I think my preferred solution would be to say something like "The message may come with a Digest header. This should be ignored and not used for comparison or signature verification. Instead, servers should calculate the digest of the message they've received and use that for signature verification."

tesaguri commented 7 months ago

You might not mean it, but nightpool's viewpoint is also relevant to real-world implementation designs, not only the elegance of the specs, which justifies the comparisons against the digest header value (the issue's very topic).

By decomposing the digest into a separate header, implementations can separate the signature generation/verification logics into a layer that handles the digest and another layer that handles the signature, which can contribute to a clean design. But a guidance against comparing the digest header value from the request limits the possible implementation strategies of these layers.

But I think it's still another possible approach to ignore the provided digest as you suggested, so my preferred wording would be the provided hash should may be ignored.

omz13 commented 7 months ago

So, the server should skip comparing the digest and move straight to signature verification.

another possible approach to ignore the provided digest as you suggested, so my preferred wording would be the provided hash should may be ignored.

If a content hash is provided, and you ignore it, then you open the door for a man-in-the-middle attack (the signature will validate; changes to the body will go unchecked; nefarious actor wins).

a digest-esque header MUST be provided

the signature MUST include the digest-esque header

the digest-esque header is digest per RFC3280 (using a hash SHA-256)

the only thing to note is that digest is technically obsoleted by content-digest (because RFC9530 obsoleted RFC3280)... but I doubt if anybody cares because cavage-xx is technically replaced by RFC4921 and everybody seems happy to continue using cavage-xx.

(Just because there is a newer, but not necessarily better, standard does not mean people will use it.)

edent commented 7 months ago

If a content hash is provided, and you ignore it, then you open the door for a man-in-the-middle attack (the signature will validate; changes to the body will go unchecked; nefarious actor wins).

I think this is the bit I'm confused about and would appreciate some help on.

If an attacker can change the content of the message, they can also change the content of the Digest header. Is that correct?

If so, what does the comparison show? Or is it just a defence in case they've altered one but not the other?

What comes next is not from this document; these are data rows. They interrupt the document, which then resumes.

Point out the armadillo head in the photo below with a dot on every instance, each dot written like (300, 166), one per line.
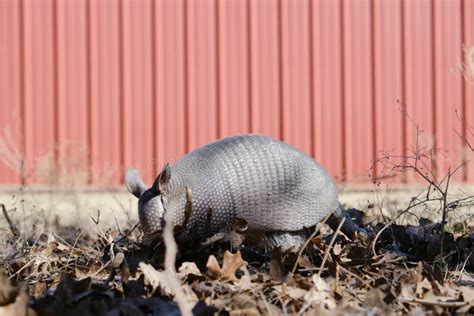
(151, 211)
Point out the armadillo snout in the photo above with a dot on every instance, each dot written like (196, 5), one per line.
(151, 214)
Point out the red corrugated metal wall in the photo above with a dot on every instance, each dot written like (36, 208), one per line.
(88, 87)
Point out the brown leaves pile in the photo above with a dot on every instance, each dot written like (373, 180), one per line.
(116, 275)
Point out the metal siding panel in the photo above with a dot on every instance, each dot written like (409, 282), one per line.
(233, 68)
(138, 119)
(202, 93)
(419, 74)
(72, 139)
(170, 129)
(358, 89)
(448, 86)
(297, 112)
(388, 88)
(105, 97)
(10, 92)
(468, 42)
(40, 99)
(328, 96)
(265, 101)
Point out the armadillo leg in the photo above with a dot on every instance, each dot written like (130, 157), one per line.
(285, 240)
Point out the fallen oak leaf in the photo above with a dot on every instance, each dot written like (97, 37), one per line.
(19, 307)
(230, 265)
(188, 271)
(156, 279)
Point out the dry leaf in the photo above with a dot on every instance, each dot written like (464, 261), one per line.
(156, 279)
(232, 263)
(19, 307)
(189, 269)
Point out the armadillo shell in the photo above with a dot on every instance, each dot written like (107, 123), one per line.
(269, 184)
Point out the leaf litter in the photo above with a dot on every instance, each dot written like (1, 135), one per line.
(74, 272)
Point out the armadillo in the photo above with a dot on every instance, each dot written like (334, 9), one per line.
(277, 189)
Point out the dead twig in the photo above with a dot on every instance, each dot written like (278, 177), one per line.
(15, 231)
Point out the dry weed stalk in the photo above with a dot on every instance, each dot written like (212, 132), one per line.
(421, 163)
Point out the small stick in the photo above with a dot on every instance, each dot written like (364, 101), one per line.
(13, 228)
(432, 303)
(326, 253)
(300, 253)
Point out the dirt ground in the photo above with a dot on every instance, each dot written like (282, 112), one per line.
(75, 252)
(116, 206)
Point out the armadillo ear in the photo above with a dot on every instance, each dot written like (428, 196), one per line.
(163, 178)
(134, 183)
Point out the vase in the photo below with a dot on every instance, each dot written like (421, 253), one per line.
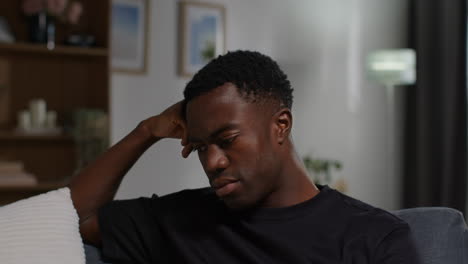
(41, 28)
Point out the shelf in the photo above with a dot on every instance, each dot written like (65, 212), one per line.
(11, 135)
(40, 187)
(58, 50)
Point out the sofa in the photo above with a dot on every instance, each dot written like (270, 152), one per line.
(440, 234)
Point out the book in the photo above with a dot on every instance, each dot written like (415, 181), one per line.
(17, 179)
(11, 167)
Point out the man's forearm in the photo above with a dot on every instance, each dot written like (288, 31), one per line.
(97, 183)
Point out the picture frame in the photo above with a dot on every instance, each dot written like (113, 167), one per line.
(202, 35)
(129, 35)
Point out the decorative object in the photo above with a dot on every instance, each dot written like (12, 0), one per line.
(91, 130)
(37, 119)
(129, 35)
(320, 169)
(202, 35)
(43, 14)
(4, 91)
(5, 32)
(13, 173)
(41, 229)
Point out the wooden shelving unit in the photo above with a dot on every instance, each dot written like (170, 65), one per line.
(67, 78)
(57, 51)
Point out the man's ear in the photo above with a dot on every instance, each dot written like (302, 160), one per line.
(283, 124)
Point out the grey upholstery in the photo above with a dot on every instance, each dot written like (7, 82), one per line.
(440, 234)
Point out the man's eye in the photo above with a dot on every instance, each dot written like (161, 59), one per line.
(227, 141)
(199, 148)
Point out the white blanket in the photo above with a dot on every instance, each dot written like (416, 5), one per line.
(41, 229)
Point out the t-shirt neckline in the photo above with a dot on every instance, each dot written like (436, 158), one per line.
(289, 212)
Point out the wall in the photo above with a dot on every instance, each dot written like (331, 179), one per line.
(339, 113)
(321, 45)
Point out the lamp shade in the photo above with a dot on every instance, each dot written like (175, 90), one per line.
(392, 67)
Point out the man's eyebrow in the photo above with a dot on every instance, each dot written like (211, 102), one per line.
(216, 132)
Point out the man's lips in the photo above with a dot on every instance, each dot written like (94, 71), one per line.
(224, 186)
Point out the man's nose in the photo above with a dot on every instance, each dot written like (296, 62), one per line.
(215, 160)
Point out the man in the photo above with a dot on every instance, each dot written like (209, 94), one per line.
(261, 206)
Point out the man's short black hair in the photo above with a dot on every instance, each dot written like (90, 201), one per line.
(257, 76)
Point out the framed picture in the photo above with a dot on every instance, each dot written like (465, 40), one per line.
(129, 35)
(202, 35)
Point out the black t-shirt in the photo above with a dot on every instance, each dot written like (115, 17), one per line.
(194, 226)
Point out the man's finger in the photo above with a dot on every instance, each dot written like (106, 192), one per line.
(187, 150)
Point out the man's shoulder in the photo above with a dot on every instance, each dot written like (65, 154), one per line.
(364, 216)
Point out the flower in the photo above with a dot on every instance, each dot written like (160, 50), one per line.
(64, 10)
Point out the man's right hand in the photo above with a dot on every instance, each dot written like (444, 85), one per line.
(97, 184)
(169, 124)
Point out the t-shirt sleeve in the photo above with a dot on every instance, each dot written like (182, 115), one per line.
(129, 232)
(397, 247)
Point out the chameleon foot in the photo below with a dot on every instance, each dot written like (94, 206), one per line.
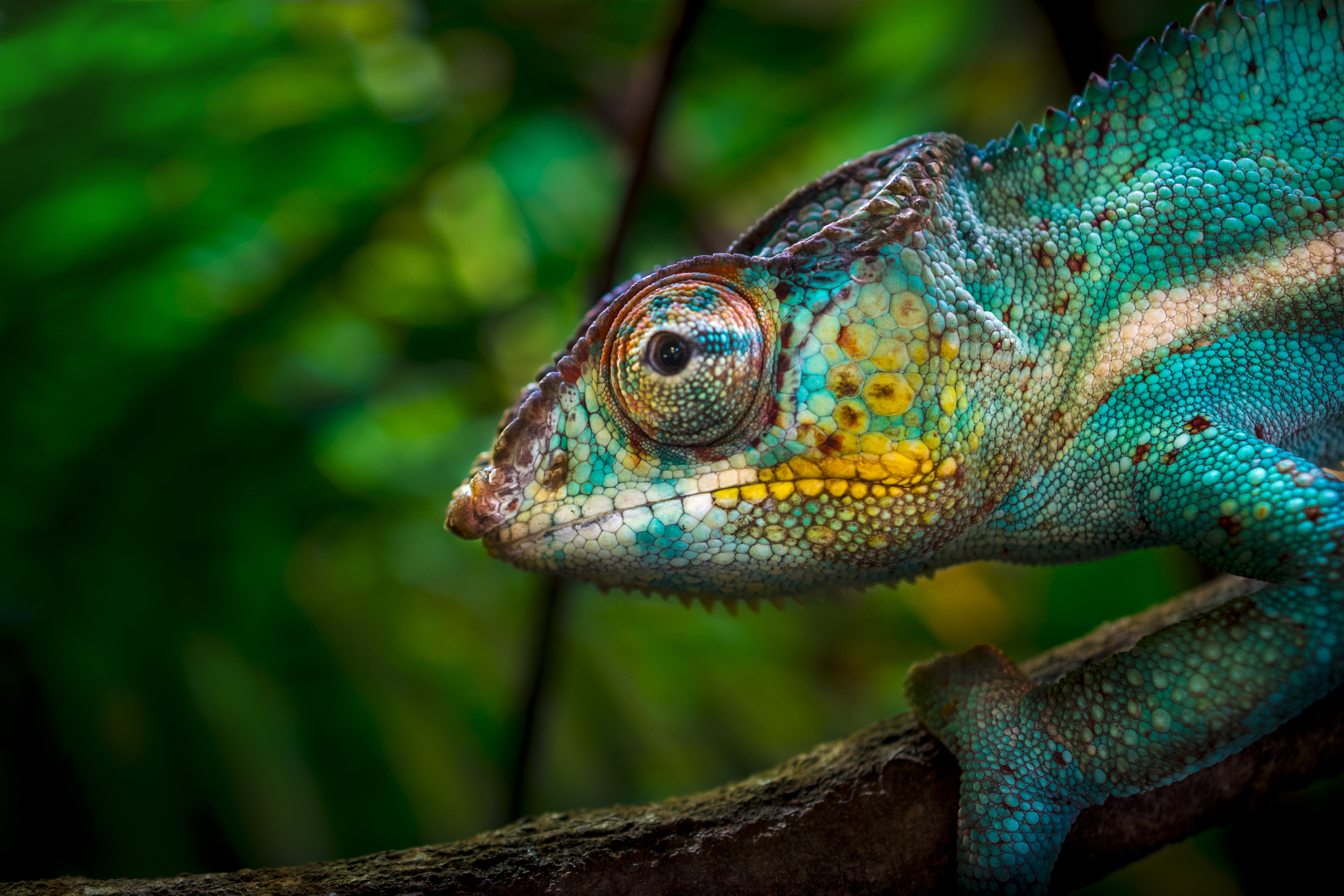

omz13 commented 7 months ago

If an attacker can change the content of the message, they can also change the content of the Digest header. Is that correct?

Not necessarily: it depends on what architecture generates the response and the pipeline between the participants. A forward-proxy, reverse-proxy, http-proxy, etc, can each foul things in different ways (either because nefarious or poorly implemented). For instances using a service-oriented-architecture the more actors there are in that pipeline, the more "opportunities" for something to "happen".

If so, what does the comparison show? Or is it just a defence in case they've altered one but not the other?

a digest of the body ensures that the body is valid.

the signature ensures that the header(s) specified have not been tampered with, ensuring that the digest header is valid.

yes, it is a layered (onion) approach in that a nefarious actor will have to foul both the digest header and the signature.

validate the digest first; then validate the signature.

proceed as applicable.

nightpool commented 7 months ago

@edent

If so, what does the comparison show? Or is it just a defence in case they've altered one but not the other?

In this case, I think really it just increases debuggability and DX—if you compare the signatures directly, then when you get an error you have no way of telling where the error came from. If you compare the digests first, and then compare the signatures, you can give a more informative error message.